The current study should be considered in the context of several limitations. Our sample sizes are small and reflect the exploratory nature of the study; the generalisability of the findings is therefore limited. Nevertheless, they add to previous evidence of executive dysfunction in TIA and provide impetus for future studies to examine WMem post-TIA. Future studies should examine the persistence and functional consequences of the acute WMem performance reductions demonstrated here. Assessing cognition at multiple time points will help elucidate the long-term effects of TIA, as well as the impact of transient factors (e.g. stress or delirium). N-back performance is dependent not only on WMem but also attention and processing speed. Future studies should therefore examine a range of validated WMem tasks to isolate distinctive WMem components (e.g. capacity, interference), as well as measures of attention and processing speed to characterise any overlapping deficits (Moser et al., Reference Moser, Doucet, Ing, Dima, Schumann, Bilder and Frangou2018) and evaluate the sensitivity and specificity of these WMem tasks. Strengths of this study include the unique focus on WMem functioning in TIA using a targeted assessment capable of identifying mild cognitive impairments, within realistic clinic settings, and the blinding of both patients and researchers to the diagnostic grouping during data collection.
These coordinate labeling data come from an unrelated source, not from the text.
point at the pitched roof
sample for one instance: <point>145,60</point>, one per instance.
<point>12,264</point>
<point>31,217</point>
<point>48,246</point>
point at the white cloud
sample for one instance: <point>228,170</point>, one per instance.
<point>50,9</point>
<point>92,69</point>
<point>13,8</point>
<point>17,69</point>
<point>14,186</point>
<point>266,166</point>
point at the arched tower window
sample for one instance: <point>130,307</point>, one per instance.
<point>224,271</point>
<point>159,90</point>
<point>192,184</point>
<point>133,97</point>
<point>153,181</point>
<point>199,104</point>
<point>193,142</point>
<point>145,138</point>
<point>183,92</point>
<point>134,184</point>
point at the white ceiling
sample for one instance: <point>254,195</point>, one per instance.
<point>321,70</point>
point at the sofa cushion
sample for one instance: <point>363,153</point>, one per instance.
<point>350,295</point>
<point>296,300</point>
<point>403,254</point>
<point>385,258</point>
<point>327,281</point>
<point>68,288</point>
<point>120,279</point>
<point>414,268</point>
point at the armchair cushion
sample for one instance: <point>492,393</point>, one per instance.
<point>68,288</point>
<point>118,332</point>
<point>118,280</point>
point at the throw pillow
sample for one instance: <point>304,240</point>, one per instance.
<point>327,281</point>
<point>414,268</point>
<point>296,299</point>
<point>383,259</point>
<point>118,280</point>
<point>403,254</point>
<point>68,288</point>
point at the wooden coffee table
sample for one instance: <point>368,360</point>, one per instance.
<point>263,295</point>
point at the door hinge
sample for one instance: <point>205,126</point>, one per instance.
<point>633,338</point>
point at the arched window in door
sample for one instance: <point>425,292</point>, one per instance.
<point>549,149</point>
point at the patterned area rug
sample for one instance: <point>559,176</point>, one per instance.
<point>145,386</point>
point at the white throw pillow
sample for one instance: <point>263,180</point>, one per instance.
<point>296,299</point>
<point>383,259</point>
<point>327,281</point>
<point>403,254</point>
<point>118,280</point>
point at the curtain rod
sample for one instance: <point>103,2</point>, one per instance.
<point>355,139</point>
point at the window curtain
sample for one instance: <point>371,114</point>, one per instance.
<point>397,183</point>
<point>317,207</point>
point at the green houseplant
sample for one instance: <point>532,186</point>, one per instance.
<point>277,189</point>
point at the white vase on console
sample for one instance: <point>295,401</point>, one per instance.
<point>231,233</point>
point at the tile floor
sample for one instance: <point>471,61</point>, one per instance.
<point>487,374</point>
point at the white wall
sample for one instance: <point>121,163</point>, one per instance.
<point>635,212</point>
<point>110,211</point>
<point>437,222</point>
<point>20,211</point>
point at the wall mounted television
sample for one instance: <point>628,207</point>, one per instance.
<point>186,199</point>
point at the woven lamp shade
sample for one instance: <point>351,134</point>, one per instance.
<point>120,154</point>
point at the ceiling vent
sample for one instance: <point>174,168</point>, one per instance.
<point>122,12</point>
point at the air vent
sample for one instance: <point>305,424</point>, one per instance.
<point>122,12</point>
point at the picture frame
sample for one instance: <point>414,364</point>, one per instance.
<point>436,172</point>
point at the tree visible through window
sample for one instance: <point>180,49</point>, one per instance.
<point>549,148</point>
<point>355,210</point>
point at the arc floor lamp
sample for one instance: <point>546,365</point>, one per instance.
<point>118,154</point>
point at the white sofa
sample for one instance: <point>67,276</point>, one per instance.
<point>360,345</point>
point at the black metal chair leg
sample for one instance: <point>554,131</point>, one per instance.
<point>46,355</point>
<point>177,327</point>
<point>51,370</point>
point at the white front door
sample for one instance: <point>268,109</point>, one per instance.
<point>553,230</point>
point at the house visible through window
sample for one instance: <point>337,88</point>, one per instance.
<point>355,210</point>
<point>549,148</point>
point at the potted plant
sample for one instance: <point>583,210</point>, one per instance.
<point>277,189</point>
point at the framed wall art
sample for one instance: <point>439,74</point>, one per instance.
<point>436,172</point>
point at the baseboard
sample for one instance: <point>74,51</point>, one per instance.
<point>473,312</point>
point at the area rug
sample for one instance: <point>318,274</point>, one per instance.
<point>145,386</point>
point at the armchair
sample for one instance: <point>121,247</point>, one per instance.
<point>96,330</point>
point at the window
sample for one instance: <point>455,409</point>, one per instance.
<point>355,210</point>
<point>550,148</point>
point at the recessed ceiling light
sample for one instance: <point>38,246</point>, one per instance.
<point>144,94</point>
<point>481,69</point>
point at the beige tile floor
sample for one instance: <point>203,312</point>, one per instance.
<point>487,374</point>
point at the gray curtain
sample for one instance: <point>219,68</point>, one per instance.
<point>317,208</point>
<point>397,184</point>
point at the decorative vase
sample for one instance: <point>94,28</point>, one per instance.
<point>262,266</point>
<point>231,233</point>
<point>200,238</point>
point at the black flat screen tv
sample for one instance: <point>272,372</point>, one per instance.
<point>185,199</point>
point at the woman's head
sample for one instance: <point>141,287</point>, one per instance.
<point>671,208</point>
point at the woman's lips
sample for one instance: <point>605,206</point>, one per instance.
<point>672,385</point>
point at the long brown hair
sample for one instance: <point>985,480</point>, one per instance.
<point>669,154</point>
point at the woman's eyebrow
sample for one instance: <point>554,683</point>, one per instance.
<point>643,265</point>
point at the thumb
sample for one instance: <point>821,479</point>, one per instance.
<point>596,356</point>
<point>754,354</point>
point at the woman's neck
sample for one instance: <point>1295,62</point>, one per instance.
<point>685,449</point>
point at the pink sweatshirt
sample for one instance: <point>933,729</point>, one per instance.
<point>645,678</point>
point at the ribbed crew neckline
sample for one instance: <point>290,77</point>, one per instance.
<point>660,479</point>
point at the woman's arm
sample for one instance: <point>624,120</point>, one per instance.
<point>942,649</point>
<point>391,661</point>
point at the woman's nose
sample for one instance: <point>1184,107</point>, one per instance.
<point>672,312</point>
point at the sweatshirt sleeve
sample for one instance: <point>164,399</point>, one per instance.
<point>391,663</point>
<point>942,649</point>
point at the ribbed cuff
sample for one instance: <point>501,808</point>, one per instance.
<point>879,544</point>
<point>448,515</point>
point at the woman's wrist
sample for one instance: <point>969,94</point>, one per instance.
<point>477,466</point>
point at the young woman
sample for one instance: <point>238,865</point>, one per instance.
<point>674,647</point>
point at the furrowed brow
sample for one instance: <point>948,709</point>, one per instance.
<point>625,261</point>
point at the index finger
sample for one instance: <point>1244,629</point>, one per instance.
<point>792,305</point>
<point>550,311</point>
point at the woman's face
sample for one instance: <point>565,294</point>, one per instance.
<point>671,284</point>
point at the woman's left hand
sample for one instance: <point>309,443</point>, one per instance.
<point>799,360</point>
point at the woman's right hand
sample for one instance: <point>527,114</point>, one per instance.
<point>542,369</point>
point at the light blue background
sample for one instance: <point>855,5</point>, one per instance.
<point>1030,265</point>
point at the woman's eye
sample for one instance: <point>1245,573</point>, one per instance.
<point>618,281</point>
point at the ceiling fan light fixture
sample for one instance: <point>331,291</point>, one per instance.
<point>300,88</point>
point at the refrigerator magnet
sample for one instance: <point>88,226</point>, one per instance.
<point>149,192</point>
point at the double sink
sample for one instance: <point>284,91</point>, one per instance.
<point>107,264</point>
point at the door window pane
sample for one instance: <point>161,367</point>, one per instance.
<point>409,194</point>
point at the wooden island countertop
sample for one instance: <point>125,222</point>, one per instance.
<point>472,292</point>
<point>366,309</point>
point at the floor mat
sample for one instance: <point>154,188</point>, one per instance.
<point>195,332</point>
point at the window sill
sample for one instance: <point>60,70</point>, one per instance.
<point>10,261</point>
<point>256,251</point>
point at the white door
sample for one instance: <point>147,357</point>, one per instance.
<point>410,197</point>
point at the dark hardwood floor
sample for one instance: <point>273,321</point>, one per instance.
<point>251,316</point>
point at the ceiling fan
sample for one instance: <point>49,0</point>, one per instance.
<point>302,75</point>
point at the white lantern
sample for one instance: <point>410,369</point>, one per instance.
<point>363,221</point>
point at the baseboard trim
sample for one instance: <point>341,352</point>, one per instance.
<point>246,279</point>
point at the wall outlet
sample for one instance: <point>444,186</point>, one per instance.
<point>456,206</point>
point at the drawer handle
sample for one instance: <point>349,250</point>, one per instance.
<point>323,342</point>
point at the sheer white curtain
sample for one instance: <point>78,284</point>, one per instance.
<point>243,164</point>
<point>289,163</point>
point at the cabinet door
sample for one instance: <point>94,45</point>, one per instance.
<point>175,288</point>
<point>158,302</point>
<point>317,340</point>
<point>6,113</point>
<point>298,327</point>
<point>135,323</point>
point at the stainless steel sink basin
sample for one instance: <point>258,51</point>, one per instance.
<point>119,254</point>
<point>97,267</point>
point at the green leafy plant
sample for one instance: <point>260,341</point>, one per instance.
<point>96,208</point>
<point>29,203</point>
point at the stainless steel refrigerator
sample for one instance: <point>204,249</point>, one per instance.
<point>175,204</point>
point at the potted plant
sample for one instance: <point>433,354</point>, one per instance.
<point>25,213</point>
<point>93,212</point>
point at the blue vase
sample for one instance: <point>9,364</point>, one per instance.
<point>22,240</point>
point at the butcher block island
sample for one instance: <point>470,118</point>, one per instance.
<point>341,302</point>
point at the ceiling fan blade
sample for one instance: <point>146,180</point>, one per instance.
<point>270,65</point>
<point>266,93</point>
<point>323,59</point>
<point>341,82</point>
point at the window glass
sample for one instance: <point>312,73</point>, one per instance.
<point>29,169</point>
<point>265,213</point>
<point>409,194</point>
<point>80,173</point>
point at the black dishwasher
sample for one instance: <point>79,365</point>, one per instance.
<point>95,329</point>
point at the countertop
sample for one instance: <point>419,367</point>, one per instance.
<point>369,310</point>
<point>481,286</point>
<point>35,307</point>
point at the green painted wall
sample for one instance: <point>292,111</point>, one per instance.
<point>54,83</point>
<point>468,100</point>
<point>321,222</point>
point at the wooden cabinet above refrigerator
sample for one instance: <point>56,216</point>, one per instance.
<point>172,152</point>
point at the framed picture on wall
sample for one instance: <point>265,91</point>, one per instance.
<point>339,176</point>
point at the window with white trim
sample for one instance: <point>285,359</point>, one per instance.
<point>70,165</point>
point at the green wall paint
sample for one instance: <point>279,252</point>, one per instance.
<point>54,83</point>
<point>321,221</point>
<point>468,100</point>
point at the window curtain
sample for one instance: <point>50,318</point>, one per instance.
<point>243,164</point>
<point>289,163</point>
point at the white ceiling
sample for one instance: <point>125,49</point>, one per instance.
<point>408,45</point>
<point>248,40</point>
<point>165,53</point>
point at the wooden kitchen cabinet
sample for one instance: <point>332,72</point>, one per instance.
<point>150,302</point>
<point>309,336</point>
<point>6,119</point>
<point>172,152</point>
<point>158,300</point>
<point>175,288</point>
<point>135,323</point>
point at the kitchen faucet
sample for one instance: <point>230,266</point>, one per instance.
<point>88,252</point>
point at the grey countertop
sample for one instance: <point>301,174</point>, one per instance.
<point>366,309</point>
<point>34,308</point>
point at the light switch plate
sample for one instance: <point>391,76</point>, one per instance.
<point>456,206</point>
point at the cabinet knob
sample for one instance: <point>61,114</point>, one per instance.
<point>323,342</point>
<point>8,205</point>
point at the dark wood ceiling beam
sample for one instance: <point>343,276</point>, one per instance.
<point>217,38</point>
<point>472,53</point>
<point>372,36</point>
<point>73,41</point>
In conclusion, altered WMem appears to be relevant in TIA. Changes in frontal lobe circuitry potentially indicative of early vascular impairment are thought to underlie these effects, as well as the contribution of WMem to multiple cognitive processes pertinent to daily activities. Our results have important implications for neuropsychological assessment, rehabilitation and preventative interventions in TIA.
Supplementary Materials
For supplementary material for this article, please visit https://doi.org/10.1017/BrImp.2021.25
Data Availability
Anonymous data that support the findings of this study will be made openly available on the Open Science Framework (OSF | TIA data sharing) https://osf.io/s8hx4/.
Financial Support
This research received no specific grant from any funding agency, commercial or not-for-profit sector. PC is funded by a Stroke Association (UK) Thompson Family Senior Clinical Lectureship.
Conflicts of Interest
None.
Ethics Standards
The authors assert that all procedures contributing to this work comply with the ethical standards of the relevant national and institutional committees on human experimentation and with the Helsinki Declaration of 1975, as revised in 2008.